Earlier, the State Department refused to enter into any negotiations with Wikileaks and demanded the whistleblower website return all the classified documents.

"We will not engage in a negotiation regarding the further release or dissemination of illegally obtained US government classified materials," Harold Hongju Koh, legal adviser, the State Department said in a letter to Jennifer Robinson, attorney for WikiLeaks founder Julian Assange.

The letter was in response to a communication from WikiLeaks a day earlier, in which it informed the US about its intention to publish classified government documents.

"Despite your stated desire to protect those lives, you have done the opposite and endangered the lives of countless individuals. You have undermined your stated objective by disseminating this material widely, without regard to the security and sanctity of the lives your actions endanger," Koh said in his letter.

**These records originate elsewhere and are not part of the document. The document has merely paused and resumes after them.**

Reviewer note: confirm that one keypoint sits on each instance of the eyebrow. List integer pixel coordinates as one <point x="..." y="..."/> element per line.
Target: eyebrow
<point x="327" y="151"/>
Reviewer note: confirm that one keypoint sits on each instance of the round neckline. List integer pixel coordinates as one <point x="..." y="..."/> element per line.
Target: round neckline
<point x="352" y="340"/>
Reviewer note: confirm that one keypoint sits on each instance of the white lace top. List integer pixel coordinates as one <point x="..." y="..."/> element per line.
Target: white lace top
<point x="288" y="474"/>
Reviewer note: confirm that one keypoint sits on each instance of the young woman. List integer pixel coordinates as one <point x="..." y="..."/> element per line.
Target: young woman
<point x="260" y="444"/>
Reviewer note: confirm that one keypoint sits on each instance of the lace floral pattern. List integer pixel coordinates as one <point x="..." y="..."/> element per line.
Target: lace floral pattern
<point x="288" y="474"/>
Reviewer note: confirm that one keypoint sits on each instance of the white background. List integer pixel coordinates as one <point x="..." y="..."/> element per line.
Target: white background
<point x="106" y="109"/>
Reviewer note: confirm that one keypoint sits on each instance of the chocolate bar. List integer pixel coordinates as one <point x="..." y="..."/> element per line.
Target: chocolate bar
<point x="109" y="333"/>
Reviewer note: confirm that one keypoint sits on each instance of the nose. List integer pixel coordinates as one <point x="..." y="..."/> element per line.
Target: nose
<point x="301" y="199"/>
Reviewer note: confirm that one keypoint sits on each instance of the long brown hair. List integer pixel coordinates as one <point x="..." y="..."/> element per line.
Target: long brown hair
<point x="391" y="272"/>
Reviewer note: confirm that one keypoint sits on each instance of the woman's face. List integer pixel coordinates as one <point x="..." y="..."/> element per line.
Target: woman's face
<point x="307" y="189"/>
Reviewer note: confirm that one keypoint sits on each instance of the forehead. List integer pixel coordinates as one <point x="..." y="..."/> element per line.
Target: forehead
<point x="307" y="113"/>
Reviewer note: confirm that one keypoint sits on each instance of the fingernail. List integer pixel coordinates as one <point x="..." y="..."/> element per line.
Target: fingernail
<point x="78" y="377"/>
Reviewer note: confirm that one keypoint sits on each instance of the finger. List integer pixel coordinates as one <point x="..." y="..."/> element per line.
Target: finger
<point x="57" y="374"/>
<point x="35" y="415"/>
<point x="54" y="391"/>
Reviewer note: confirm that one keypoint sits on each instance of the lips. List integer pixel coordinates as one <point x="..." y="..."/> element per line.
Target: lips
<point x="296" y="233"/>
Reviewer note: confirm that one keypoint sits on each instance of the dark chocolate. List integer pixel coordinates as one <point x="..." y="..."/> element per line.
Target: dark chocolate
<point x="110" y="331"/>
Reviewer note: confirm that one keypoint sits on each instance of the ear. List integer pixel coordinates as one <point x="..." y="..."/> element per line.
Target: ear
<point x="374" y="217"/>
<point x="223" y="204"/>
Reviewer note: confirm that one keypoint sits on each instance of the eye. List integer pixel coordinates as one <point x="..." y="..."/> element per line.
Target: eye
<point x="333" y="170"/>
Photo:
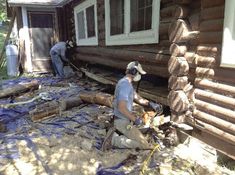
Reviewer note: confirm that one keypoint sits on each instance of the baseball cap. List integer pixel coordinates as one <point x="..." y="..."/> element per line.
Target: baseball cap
<point x="137" y="65"/>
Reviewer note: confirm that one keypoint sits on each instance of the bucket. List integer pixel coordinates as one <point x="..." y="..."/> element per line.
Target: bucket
<point x="12" y="60"/>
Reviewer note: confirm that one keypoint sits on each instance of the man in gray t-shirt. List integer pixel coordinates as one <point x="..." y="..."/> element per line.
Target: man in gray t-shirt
<point x="58" y="55"/>
<point x="124" y="119"/>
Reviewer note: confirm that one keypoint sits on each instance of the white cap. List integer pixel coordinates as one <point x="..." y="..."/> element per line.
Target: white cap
<point x="137" y="65"/>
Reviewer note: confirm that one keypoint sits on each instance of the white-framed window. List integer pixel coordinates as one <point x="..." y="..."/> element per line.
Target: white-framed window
<point x="85" y="15"/>
<point x="228" y="47"/>
<point x="131" y="21"/>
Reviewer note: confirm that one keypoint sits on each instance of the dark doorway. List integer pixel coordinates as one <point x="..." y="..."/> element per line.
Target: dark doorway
<point x="42" y="31"/>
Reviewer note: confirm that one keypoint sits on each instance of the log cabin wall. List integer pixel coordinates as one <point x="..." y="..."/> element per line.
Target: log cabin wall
<point x="195" y="62"/>
<point x="188" y="55"/>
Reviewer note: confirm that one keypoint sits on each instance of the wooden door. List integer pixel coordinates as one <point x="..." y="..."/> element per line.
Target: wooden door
<point x="42" y="31"/>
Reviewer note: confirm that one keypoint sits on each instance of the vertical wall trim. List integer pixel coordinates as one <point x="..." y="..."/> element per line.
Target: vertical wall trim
<point x="26" y="38"/>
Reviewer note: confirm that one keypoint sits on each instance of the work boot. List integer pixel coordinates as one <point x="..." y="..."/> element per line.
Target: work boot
<point x="107" y="144"/>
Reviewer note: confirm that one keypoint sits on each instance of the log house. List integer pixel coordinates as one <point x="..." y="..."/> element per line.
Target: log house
<point x="188" y="49"/>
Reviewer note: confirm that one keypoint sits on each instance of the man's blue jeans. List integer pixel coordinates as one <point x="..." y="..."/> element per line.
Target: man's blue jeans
<point x="57" y="64"/>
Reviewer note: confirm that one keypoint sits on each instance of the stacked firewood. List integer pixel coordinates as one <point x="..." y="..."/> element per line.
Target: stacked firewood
<point x="180" y="33"/>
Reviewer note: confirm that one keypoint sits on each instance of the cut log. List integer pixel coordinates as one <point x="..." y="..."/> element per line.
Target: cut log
<point x="163" y="28"/>
<point x="194" y="21"/>
<point x="212" y="13"/>
<point x="150" y="69"/>
<point x="216" y="87"/>
<point x="179" y="32"/>
<point x="215" y="121"/>
<point x="214" y="98"/>
<point x="97" y="98"/>
<point x="215" y="110"/>
<point x="45" y="111"/>
<point x="19" y="88"/>
<point x="178" y="66"/>
<point x="177" y="50"/>
<point x="69" y="103"/>
<point x="214" y="25"/>
<point x="209" y="37"/>
<point x="209" y="3"/>
<point x="181" y="12"/>
<point x="196" y="60"/>
<point x="98" y="78"/>
<point x="167" y="11"/>
<point x="211" y="129"/>
<point x="177" y="83"/>
<point x="178" y="118"/>
<point x="125" y="55"/>
<point x="178" y="101"/>
<point x="204" y="72"/>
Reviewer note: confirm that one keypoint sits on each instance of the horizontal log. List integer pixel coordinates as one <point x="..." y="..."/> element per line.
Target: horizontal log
<point x="163" y="28"/>
<point x="127" y="55"/>
<point x="212" y="130"/>
<point x="213" y="25"/>
<point x="69" y="103"/>
<point x="209" y="3"/>
<point x="178" y="66"/>
<point x="45" y="111"/>
<point x="97" y="98"/>
<point x="214" y="86"/>
<point x="214" y="98"/>
<point x="178" y="50"/>
<point x="178" y="101"/>
<point x="210" y="37"/>
<point x="181" y="12"/>
<point x="179" y="32"/>
<point x="19" y="88"/>
<point x="182" y="1"/>
<point x="98" y="78"/>
<point x="177" y="83"/>
<point x="215" y="110"/>
<point x="196" y="60"/>
<point x="212" y="13"/>
<point x="194" y="21"/>
<point x="209" y="50"/>
<point x="166" y="11"/>
<point x="216" y="142"/>
<point x="150" y="69"/>
<point x="202" y="72"/>
<point x="215" y="121"/>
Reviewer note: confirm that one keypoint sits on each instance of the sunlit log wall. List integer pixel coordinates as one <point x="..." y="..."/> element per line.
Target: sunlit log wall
<point x="202" y="93"/>
<point x="196" y="42"/>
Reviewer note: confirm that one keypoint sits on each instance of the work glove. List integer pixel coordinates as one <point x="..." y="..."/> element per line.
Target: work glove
<point x="156" y="107"/>
<point x="138" y="121"/>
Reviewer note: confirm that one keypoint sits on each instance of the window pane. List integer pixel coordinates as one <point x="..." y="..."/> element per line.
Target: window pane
<point x="90" y="21"/>
<point x="141" y="15"/>
<point x="116" y="17"/>
<point x="81" y="29"/>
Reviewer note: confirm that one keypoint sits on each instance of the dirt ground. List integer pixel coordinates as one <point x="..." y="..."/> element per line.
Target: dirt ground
<point x="68" y="144"/>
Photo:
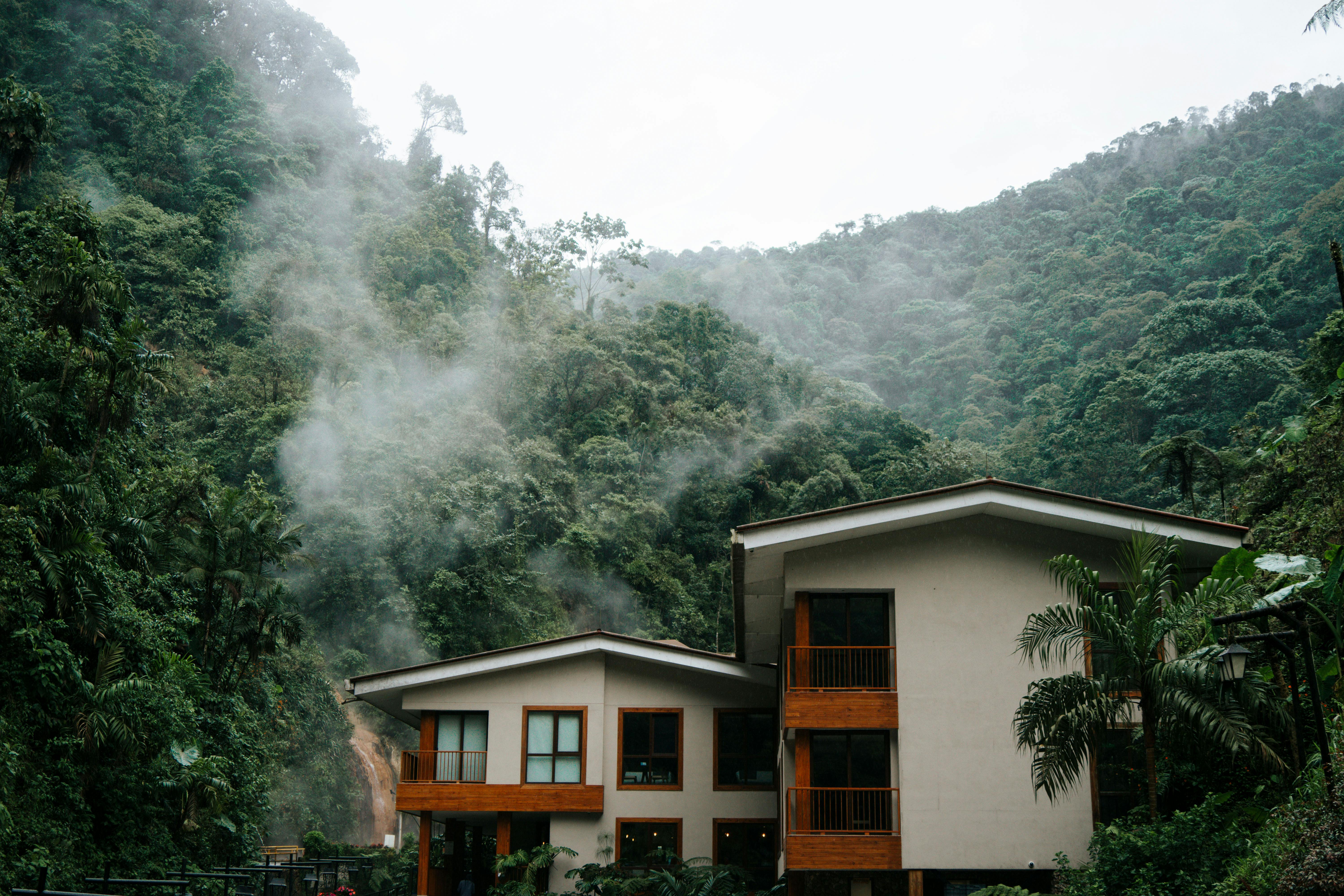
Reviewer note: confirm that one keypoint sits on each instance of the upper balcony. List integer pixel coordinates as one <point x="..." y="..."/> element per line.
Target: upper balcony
<point x="841" y="688"/>
<point x="455" y="781"/>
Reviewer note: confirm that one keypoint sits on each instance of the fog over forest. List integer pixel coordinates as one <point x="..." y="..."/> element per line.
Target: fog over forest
<point x="284" y="405"/>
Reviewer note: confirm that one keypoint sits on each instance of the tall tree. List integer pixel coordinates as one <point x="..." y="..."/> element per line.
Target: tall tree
<point x="25" y="125"/>
<point x="1062" y="721"/>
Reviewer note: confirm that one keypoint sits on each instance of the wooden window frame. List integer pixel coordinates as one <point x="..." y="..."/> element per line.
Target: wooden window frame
<point x="654" y="821"/>
<point x="714" y="834"/>
<point x="620" y="752"/>
<point x="583" y="780"/>
<point x="755" y="788"/>
<point x="1095" y="780"/>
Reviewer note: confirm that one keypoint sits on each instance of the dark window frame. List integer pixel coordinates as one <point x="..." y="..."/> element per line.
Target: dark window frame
<point x="583" y="754"/>
<point x="620" y="747"/>
<point x="620" y="823"/>
<point x="775" y="843"/>
<point x="775" y="715"/>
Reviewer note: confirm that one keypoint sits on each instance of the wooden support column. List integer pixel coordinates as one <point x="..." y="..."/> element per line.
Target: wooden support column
<point x="802" y="639"/>
<point x="803" y="778"/>
<point x="427" y="834"/>
<point x="503" y="831"/>
<point x="429" y="738"/>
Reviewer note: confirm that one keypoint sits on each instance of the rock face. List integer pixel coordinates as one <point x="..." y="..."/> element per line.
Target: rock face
<point x="377" y="784"/>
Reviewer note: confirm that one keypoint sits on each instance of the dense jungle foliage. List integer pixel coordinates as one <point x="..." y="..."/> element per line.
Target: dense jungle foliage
<point x="280" y="408"/>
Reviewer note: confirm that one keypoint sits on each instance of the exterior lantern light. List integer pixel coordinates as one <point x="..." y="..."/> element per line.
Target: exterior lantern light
<point x="1233" y="663"/>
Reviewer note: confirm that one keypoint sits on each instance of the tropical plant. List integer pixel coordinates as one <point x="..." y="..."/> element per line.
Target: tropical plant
<point x="521" y="868"/>
<point x="103" y="721"/>
<point x="197" y="786"/>
<point x="1132" y="635"/>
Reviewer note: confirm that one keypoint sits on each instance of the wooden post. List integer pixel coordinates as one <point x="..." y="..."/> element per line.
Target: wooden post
<point x="803" y="640"/>
<point x="425" y="836"/>
<point x="803" y="778"/>
<point x="429" y="738"/>
<point x="503" y="828"/>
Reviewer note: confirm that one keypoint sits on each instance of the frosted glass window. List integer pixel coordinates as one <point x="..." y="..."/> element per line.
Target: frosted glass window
<point x="462" y="746"/>
<point x="541" y="729"/>
<point x="554" y="747"/>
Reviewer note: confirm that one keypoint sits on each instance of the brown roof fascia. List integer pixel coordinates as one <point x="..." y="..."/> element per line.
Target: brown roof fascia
<point x="538" y="644"/>
<point x="990" y="481"/>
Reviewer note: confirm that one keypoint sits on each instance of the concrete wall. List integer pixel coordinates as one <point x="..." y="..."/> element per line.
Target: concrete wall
<point x="962" y="593"/>
<point x="605" y="684"/>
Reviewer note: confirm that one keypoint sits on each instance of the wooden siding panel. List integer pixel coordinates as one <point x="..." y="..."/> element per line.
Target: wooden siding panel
<point x="452" y="797"/>
<point x="841" y="710"/>
<point x="841" y="852"/>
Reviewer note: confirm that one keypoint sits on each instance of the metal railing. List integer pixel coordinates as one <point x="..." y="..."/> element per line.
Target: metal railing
<point x="845" y="811"/>
<point x="446" y="766"/>
<point x="842" y="670"/>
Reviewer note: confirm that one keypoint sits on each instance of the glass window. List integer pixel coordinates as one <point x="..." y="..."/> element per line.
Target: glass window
<point x="651" y="749"/>
<point x="554" y="747"/>
<point x="1119" y="774"/>
<point x="647" y="843"/>
<point x="751" y="847"/>
<point x="462" y="743"/>
<point x="747" y="749"/>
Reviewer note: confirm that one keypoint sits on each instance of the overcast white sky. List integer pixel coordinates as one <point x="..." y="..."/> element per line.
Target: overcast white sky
<point x="769" y="123"/>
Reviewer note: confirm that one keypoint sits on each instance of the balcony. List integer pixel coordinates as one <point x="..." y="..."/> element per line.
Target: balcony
<point x="843" y="828"/>
<point x="446" y="766"/>
<point x="455" y="781"/>
<point x="841" y="688"/>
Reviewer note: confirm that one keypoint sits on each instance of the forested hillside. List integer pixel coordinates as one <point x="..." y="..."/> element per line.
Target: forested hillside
<point x="1163" y="285"/>
<point x="280" y="408"/>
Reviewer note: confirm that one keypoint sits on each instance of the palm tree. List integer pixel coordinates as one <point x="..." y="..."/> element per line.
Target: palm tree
<point x="25" y="125"/>
<point x="1062" y="721"/>
<point x="1182" y="460"/>
<point x="100" y="722"/>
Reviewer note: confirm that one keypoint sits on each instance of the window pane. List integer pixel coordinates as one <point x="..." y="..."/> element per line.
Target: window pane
<point x="761" y="734"/>
<point x="869" y="761"/>
<point x="541" y="731"/>
<point x="829" y="628"/>
<point x="733" y="733"/>
<point x="830" y="761"/>
<point x="665" y="733"/>
<point x="566" y="770"/>
<point x="474" y="731"/>
<point x="663" y="770"/>
<point x="450" y="731"/>
<point x="568" y="739"/>
<point x="538" y="770"/>
<point x="868" y="621"/>
<point x="636" y="734"/>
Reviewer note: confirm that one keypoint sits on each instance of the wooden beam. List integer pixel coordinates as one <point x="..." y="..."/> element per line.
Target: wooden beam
<point x="425" y="835"/>
<point x="841" y="710"/>
<point x="503" y="835"/>
<point x="443" y="796"/>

He said if any of the materials that WikiLeaks intends to publish was provided by government officials or intermediaries without proper authorisation, they remained violation of US law.

"As long as WikiLeaks holds such material, the violation of the law is ongoing," the State Department letter said. The State Department said it will not engage in a negotiation regarding the further release or dissemination of illegally obtained US government classified materials.

Publication of documents of this nature at a minimum, the State Department said, would place at risk the lives of countless innocent individuals, from journalists to human rights activists and bloggers to soldiers to individuals providing information to further peace and security.

The publication of classified documents would also place at risk on-going military operations, including operations to stop terrorists, traffickers in human beings and illicit arms, violent criminal enterprises and other actors that threaten global security; it said.

In his letter, the State Department official said that its publication would also place at risk on-going cooperation between countries partners, allies and common stakeholders to confront common challenges from terrorism to pandemic diseases to nuclear proliferation that threaten global stability.